Luigi Nono’s Quando stanno morendo, diario polacco n. 2
Wednesday - May 9, 2012 - 8PM
The Italian Academy at Columbia University
1161 Amsterdam Ave (directions)
free admission, no RSVP necessary
Concert Program
Hô (excerpts) for soprano (1960)
Maknongan for baritone saxophone (1976)
Pwyll for flute (1954)
Giacinto Scelsi
Friction for chamber ensemble and loudspeakers (2012)
Gregory Cornelius
Quando stanno morendo, diario polacco n. 2
for four female voices, bass flute, cello and live electronics (1982)
Luigi Nono
The program is being presented in collaboration with the Fondazione Archivio Luigi Nono, Venice and Harvestworks.
About the Program
Amp New Music is engaged in our most ambitious project to date: a concert at the Italian Academy in New York City featuring the US premiere of a major work by Italian composer Luigi Nono.
This concert requires an elaborate technological setup and the dedication of many individuals. We will be joined on this concert by the Ekmeles Vocal Ensemble, a terrific group of singers who specialize in new and experimental music, as well as a team of sound technicians and several instrumentalists from New York and beyond.
We are delighted to be hosted by the Italian Academy for Advanced Studies in their wonderful 'Teatro' Renaissance hall as part of their focus on masterpieces of the Italian avant-garde. Our concert will also feature the premiere of new composition for chamber ensemble and electronics by Gregory Cornelius and a vocal duet by Giacinto Scelsi.
The keyword for this concert is ‘collaboration’. In his composition, Nono asks the performers and sound engineers to work together to seek out what he called ‘il suono mobile’(the mobile sound). Our collaboration extends beyond the score into the logistical and even musicological coordination required to bring this work to the US. In preparing this production we have been assisted by the Fondazione Archivio Luigi Nono, Venice, an archive of Nono’s materials directed by his widow, Nuria Schoenberg Nono. The Archivio has sent us photos of the original production and they have put us in touch with individuals who worked closely with Nono.
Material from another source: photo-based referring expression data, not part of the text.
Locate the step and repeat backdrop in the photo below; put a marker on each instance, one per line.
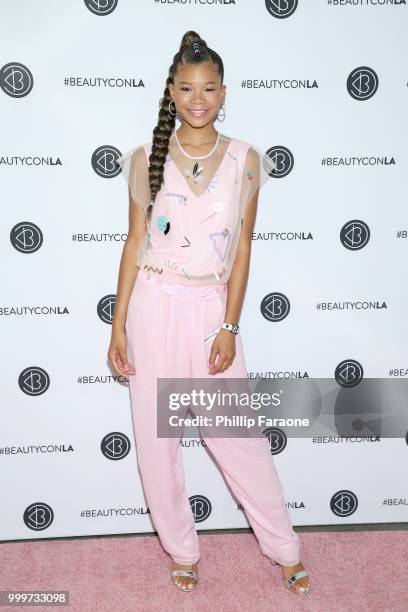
(321, 87)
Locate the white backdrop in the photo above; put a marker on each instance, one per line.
(311, 82)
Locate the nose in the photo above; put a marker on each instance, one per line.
(197, 96)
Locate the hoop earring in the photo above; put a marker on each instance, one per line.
(223, 115)
(169, 109)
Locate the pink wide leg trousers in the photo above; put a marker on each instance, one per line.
(165, 327)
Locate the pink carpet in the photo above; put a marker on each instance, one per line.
(350, 571)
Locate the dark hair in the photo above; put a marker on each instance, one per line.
(189, 53)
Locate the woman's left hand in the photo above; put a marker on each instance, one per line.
(224, 346)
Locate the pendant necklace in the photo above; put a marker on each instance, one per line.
(196, 172)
We would like to acknowledge Alvise Vidolin for sharing his experiences performing the work with Nono, as well as Nicola Buso who has provided us with SuperCollider software that emulates the original equipmentment used to perform the work.
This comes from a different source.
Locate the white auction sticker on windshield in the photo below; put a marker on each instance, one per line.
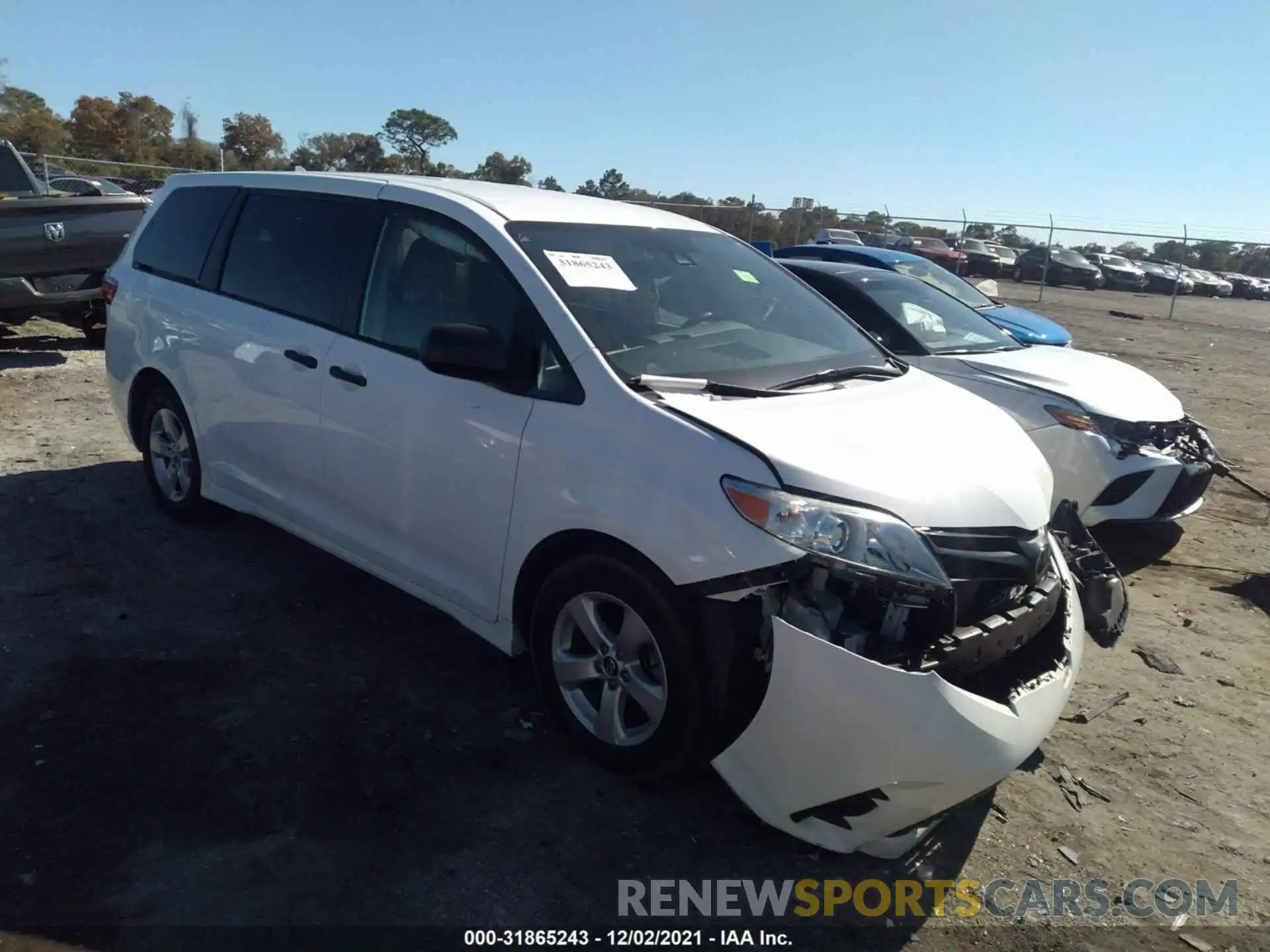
(582, 270)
Luigi Nono and Quando stanno morendo
Italian composer Luigi Nono (1924-1990) was a leading figure of the post-WWII European avant-garde movement that became identified with the summer festival for new music in Darmstadt, Germany. He was also one of the first to publicly break from ‘the Darmstadt School’ for what he saw as its emerging tendency towards nihilistic iconoclasm. Not one to shy away from controversy or confrontation, Nono became active in anti-fascist and anti-imperialist liberation movements around the world, and during the 1960s he sought ways to explicitly integrate his dual commitments to artistic abstraction and political engagement.
Later in his life, Nono turned inward to face the elusive and fragmentary moments of experience. Quando stanno morendo is a reflective work from this final period of his compositions. Like many of the works from this time, the composition involved a process of ‘hands-on’ experimentation with musicians and technicians at one of Europe’s leading music-technology laboratories, the Experimental Studio in Freiburg, Germany. This collaborative working process became itself so woven into the fabric of the resulting works that their scores retain the living fluidity of an oral tradition.
In Quando, the central dimension is vocal: four singers share a sober monody, a quiet lament parsed into its component outbursts, tremors and hesitations. The voices interweave and their ramifications are projected by an elaborate interactive electroacoustic setup into a multi-dimensional acoustic space. Singers and instrumentalists use microphones and live electronic processing techniques to shape and color each other’s sounds. Here, repercussions and reverberations acquire their own density, sonically materializing the frustrated political roar behind the composition.
Seven texts by five poets were selected and edited by Nono’s friend and fellow Venetian, Massimo Cacciari. The poems were arranged into two groups of three that surround a single text by Russian Futurist, Velemir Chlebnikov. The outer movements meditate past despair and future hope, while Chlebnikov’s central text, which accuses Moscow of having lost its way, becomes a protest against the authoritarian eastern bloc regime that imposed martial law in Poland on the 13th of December, 1981, just months after Nono had been invited to compose a new piece for a festival in Warsaw. The title of the composition was taken from the final lines of a poem by Chlebnikov which concludes the piece: “quando stanno morendo, gli uomini cantano...” (when they are dying, men sing...).